According to my Wheat Belly book, wheat is just as addictive, and I believe it because the moment I decided that wheat might be the culprit in some of my health concerns and that it was time to remove it from my life, I started feeling like it might be better for everybody if I was locked in a room for a couple days so I could work it on out.
What is it about bread and pasta that has such a hold on us? I literally went through stages like I had just had a death in the family. At first there was the intense mourning period, thinking of all the joy we shared and all the meals we’ll never have together. Then I was just pissed! Angry about everything. The slightest thing would set me off like “why do you always have to shop at Costco? How on earth are we going to eat 5 pounds of salad before it goes bad? I don’t care if it was a good deal!” Then there was the starving phase. And not starving because I don’t have any food, no, this is starving by choice because I have a house full of healthy non wheat food that I just bought and I dont want to eat any of it. I hate all of it! It’s all stupid! Who would eat that crap?

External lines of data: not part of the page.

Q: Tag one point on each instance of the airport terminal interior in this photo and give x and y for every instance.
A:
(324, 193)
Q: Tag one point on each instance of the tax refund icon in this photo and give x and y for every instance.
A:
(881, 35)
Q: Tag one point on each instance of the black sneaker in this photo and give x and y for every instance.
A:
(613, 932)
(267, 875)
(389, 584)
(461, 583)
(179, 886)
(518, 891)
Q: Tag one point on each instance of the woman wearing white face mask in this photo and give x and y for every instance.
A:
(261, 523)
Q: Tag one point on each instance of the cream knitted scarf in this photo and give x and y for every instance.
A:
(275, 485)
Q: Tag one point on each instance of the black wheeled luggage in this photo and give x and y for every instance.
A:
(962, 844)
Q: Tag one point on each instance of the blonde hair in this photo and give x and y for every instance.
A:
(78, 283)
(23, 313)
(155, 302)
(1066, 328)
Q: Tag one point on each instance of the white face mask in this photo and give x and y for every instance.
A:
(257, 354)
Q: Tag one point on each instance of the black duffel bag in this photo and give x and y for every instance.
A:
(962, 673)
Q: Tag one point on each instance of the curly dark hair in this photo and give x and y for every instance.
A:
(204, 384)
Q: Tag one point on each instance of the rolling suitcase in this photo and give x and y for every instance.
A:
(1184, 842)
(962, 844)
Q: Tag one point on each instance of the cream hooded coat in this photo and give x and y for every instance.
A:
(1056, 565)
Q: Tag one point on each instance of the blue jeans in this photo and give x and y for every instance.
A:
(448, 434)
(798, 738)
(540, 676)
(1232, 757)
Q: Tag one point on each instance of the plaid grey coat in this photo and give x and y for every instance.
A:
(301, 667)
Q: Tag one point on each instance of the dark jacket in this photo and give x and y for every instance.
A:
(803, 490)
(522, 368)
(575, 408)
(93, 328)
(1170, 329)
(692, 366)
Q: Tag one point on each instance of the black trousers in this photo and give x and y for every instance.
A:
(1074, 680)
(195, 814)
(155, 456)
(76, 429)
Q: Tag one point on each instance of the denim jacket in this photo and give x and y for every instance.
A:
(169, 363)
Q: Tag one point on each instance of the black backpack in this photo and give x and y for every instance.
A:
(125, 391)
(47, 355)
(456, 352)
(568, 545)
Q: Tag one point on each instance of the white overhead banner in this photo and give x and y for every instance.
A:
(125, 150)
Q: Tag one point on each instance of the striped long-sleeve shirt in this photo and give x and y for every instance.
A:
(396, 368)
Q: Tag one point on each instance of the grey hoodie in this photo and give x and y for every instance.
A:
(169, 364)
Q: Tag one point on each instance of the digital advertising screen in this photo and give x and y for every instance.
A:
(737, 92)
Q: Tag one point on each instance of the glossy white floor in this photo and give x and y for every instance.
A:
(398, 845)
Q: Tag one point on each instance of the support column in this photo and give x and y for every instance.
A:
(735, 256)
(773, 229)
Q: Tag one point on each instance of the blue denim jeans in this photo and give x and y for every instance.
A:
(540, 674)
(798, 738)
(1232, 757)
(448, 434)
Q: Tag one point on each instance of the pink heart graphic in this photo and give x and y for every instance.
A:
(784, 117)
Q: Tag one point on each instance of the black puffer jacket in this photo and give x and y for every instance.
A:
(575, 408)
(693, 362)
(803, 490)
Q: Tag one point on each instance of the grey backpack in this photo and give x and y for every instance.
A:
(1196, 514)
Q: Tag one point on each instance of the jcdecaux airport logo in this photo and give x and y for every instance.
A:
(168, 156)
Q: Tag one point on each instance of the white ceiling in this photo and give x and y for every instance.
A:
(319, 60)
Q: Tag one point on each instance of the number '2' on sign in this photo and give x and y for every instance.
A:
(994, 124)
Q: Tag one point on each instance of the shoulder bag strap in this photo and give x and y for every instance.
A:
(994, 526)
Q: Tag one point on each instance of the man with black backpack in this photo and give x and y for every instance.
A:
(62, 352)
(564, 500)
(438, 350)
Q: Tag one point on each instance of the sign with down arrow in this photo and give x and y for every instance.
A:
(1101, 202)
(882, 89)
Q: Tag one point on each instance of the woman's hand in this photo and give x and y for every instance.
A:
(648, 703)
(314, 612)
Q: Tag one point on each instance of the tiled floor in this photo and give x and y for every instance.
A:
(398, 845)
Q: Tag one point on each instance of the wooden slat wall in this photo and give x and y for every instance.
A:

And then one day I woke up and realized I was feeling pretty good, the smell of pizza didn’t taunt me anymore, I didn’t want to stab the people at the table for eating a sandwich in front of me, and I actually experienced a craving for some of those things I can eat. A whole new world of meals was forced open to me and I kinda liked it.
I guess I can now say: “Hi. My name’s Holly and I’m a recovering wheat-a-holic. I’ve got 18 days clean.”